Araştırmada, yüz yüze zorbalığın siber zorbalığa kıyasla ruh sağlığı üzerinde daha yıkıcı sonuçlar doğurduğunu belirten Prof. Dr. Oğuz Polat, “Bulgular, geleneksel yani yüz yüze zorbalığın, siber zorbalığa göre ruh sağlığı üzerinde daha yıkıcı etkiler yarattığını ortaya koydu. Yüz yüze zorbalığın fiziksel yakınlık ve doğrudan etkileşim içermesi, mağdurların kendilerini daha savunmasız hissetmesine yol açıyor” diye konuştu.
Akran zorbalığı en çok hangi yaş grubunda yaşanıyor?
Prof. Dr. Polat akran zorbalığının en sık ilkokulun son dönemleri ile ortaokul yıllarında yani 9-14 yaş grubu arasında görüldüğüne dikkat çekerken, "Bu yaş aralığında çocuklar sosyal ilişkilerde daha aktif olmaya başlıyor, grup içi statü ve güç dengeleri ön plana çıkıyor. Lise döneminde ise özellikle çevrimiçi zorbalık biçiminde devam edebiliyor" diye anlattı.

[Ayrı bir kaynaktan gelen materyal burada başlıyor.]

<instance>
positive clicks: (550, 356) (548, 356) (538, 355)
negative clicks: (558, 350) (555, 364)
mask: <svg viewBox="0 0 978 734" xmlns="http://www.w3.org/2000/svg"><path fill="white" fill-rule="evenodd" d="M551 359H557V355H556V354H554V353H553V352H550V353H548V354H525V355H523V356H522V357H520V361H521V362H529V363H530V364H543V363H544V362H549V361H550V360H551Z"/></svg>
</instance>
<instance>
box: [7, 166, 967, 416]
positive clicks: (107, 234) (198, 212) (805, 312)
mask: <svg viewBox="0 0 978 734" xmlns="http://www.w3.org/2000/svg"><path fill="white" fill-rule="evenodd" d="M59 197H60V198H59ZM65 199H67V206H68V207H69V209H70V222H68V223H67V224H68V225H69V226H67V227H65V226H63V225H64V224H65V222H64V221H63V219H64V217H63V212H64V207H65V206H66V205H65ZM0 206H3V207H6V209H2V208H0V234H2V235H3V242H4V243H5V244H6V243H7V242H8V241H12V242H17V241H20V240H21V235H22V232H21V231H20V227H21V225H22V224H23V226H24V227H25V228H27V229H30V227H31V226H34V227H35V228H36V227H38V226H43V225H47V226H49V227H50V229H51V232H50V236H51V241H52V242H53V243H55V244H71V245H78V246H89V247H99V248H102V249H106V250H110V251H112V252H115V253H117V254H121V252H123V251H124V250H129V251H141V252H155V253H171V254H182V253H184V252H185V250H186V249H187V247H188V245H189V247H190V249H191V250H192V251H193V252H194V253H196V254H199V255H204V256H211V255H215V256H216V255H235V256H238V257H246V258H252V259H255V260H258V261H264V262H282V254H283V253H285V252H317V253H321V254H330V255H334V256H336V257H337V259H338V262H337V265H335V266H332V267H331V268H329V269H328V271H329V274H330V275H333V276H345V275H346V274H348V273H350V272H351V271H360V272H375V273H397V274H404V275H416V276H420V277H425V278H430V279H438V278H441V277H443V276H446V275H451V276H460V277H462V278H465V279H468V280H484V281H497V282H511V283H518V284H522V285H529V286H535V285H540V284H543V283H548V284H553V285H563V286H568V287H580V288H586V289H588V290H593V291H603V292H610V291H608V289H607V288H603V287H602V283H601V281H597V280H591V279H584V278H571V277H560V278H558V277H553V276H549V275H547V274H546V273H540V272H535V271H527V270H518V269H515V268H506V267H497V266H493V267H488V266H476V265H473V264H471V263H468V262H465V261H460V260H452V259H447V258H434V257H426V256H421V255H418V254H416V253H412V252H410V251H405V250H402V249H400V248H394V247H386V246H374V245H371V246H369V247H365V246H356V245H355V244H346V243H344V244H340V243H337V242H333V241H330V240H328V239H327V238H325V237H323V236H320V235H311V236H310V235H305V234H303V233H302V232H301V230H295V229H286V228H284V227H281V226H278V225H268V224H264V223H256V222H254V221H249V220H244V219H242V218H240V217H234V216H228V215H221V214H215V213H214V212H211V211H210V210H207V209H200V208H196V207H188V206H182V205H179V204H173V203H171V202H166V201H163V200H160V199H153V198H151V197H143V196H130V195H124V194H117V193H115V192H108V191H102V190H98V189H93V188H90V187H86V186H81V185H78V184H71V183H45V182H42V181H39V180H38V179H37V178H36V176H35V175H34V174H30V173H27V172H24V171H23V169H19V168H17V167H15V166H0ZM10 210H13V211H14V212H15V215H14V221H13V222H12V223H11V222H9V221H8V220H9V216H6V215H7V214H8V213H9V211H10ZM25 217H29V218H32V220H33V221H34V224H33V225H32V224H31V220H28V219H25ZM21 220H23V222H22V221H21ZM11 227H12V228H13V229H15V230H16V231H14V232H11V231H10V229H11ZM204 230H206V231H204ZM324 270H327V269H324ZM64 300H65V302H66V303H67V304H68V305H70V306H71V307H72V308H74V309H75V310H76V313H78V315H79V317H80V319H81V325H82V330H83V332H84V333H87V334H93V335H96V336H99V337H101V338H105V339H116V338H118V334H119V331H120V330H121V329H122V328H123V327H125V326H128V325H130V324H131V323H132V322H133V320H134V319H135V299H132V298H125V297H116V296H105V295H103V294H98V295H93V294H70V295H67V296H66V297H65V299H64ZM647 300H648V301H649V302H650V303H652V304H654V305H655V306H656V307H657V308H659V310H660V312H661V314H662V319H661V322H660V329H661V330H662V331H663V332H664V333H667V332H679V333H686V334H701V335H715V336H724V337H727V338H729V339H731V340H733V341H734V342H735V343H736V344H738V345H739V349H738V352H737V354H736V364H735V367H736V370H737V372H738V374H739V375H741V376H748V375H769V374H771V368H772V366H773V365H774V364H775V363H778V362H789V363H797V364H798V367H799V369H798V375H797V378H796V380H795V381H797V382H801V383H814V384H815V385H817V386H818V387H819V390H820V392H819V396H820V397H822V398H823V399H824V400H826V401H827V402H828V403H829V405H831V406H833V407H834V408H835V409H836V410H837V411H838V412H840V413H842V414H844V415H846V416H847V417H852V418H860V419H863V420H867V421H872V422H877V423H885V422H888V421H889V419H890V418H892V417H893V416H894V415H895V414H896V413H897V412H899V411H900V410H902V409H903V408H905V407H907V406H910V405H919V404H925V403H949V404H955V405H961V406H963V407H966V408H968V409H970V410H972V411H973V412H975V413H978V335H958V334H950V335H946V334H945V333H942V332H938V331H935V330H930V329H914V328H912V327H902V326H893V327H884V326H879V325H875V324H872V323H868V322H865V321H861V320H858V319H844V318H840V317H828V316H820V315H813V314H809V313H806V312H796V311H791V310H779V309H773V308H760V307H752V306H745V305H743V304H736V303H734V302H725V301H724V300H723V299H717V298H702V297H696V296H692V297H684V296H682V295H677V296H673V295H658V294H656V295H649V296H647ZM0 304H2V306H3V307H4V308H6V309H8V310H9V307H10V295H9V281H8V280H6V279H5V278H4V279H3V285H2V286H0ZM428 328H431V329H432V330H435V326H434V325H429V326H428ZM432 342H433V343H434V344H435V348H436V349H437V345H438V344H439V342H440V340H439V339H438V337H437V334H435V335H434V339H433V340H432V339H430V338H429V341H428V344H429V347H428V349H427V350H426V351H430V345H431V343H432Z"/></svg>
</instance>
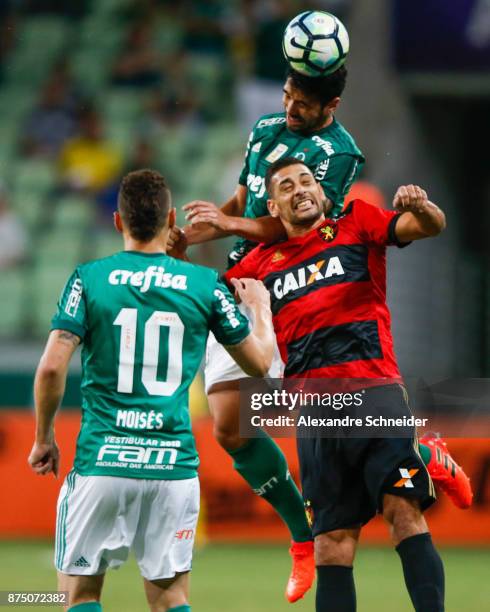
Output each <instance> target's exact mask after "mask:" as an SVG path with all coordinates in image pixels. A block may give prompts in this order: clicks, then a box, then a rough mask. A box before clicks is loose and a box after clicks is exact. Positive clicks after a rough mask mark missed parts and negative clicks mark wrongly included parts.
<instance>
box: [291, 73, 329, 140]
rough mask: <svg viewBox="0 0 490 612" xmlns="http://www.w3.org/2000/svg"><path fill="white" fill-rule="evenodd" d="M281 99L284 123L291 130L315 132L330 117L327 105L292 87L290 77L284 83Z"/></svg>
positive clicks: (296, 130) (298, 89)
mask: <svg viewBox="0 0 490 612" xmlns="http://www.w3.org/2000/svg"><path fill="white" fill-rule="evenodd" d="M282 100H283V104H284V110H285V111H286V124H287V126H288V128H289V129H290V130H292V131H293V132H307V133H308V132H315V131H316V130H320V129H321V128H323V127H324V126H325V124H326V123H327V122H328V120H329V118H330V113H329V109H328V107H326V106H322V105H321V104H320V102H318V101H317V100H316V99H315V98H312V97H310V96H307V95H306V94H304V93H303V92H301V91H300V90H299V89H296V88H295V87H293V86H292V85H291V81H290V79H288V80H287V81H286V83H285V85H284V89H283V98H282Z"/></svg>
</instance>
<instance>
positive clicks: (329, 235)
mask: <svg viewBox="0 0 490 612" xmlns="http://www.w3.org/2000/svg"><path fill="white" fill-rule="evenodd" d="M338 231H339V228H338V226H337V224H336V223H335V221H327V223H326V224H325V225H323V226H322V227H320V228H319V229H318V235H319V236H320V238H321V239H322V240H325V242H332V240H334V239H335V237H336V236H337V233H338Z"/></svg>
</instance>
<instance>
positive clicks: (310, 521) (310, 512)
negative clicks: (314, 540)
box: [305, 499, 314, 529]
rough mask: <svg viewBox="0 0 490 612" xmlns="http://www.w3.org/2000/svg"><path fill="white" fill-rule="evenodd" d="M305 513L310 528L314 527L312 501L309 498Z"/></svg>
mask: <svg viewBox="0 0 490 612" xmlns="http://www.w3.org/2000/svg"><path fill="white" fill-rule="evenodd" d="M305 514H306V520H307V521H308V525H309V526H310V529H311V528H312V527H313V519H314V516H313V508H312V507H311V502H310V500H309V499H307V500H306V501H305Z"/></svg>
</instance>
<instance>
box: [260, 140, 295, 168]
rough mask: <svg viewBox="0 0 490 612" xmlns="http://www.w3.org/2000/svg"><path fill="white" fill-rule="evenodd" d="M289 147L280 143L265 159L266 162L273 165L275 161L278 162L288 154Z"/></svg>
mask: <svg viewBox="0 0 490 612" xmlns="http://www.w3.org/2000/svg"><path fill="white" fill-rule="evenodd" d="M288 148H289V147H288V146H287V145H285V144H283V143H282V142H280V143H279V144H278V145H277V147H274V149H273V150H272V151H271V152H270V153H269V155H268V156H267V157H266V158H265V161H268V162H270V163H271V164H273V163H274V162H275V161H277V160H278V159H279V158H280V157H282V156H283V155H284V153H286V151H287V150H288Z"/></svg>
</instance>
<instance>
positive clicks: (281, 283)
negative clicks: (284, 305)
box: [272, 256, 345, 300]
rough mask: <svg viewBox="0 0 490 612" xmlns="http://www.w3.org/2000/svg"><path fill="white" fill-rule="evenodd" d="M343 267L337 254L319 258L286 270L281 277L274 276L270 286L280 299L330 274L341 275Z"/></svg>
mask: <svg viewBox="0 0 490 612" xmlns="http://www.w3.org/2000/svg"><path fill="white" fill-rule="evenodd" d="M344 274H345V272H344V268H343V267H342V264H341V263H340V259H339V257H337V256H334V257H330V259H328V260H327V259H321V260H320V261H317V262H315V263H311V264H309V265H307V266H304V267H302V268H298V269H297V270H294V271H291V272H287V273H286V274H285V275H284V276H283V277H279V278H276V280H275V281H274V284H273V286H272V290H273V292H274V295H275V297H276V298H277V299H278V300H281V299H282V298H283V297H284V296H285V295H287V294H288V293H290V292H291V291H297V290H298V289H301V288H303V287H307V286H308V285H312V284H313V283H316V282H318V281H321V280H323V279H326V278H331V277H332V276H343V275H344Z"/></svg>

Çevrimiçi zorbalık son 3 yılda yüzde 45 arttı
Peki sosyal medya ve oyunlar çocuklarda zorbalığı daha da artırıyor mu? Özellikle son dönemde ‘şiddete’ başvuran kişilerin toplumda daha popüler olduğunu görüyoruz. Bu da çocuklar arasında zorbalığı tetikleyen bir durum mu?
Prof. Dr. Polat buna 'evet' yanıtını verirken sözlerini şöyle sürdürdü: “İmdat.org verilerine göre çevrimiçi zorbalık son 3 yılda yüzde 45 oranında artış gösterdi. Sosyal medya, çocuklar için hem kimlik hem güç alanı haline geldiği için, “beğeni” veya “takipçi” kazanmak uğruna aşağılayıcı davranışlar yaygınlaşabiliyor. Şiddetin medya ve dijital platformlarda “güç göstergesi” olarak sunulması da çocuklarda bu davranışların meşru görülmesine neden olabiliyor.”
Zorbalığı önlemek için ne yapmak gerekiyor?
Zorbalığın önlenmesi için 'zorbalığa karşı açık bir politika belirlenmesi' gerektiğinin altını çizen Prof. Dr. Polat, "Öğretmenlerin farkındalık eğitimleri alması ve çocuklara güvenli paylaşım alanları sunulması önemli. Aileler ise çocuklarının duygusal değişimlerini gözlemlemeli, “neden” yerine “nasıl hissediyorsun?” gibi empatik iletişim kurmalıdır. Düzenli veli-öğretmen iletişimi ve rehberlik desteği de zorbalığın önlenmesinde kritik rol oynar. Zorbalığa maruz kalan çocuklarda anksiyete, depresyon, okuldan uzaklaşmave özgüven kaybı sık görülür. Uzun vadede sosyal ilişkilerden kaçınma, öfke sorunları ve hatta intihar düşüncelerine varan sonuçlar oluşabiliyor. Toplumsal ölçekte ise empati yoksunluğu ve şiddetin normalleşmesi gibi ciddi etkiler gözleniyor." diye konuştu.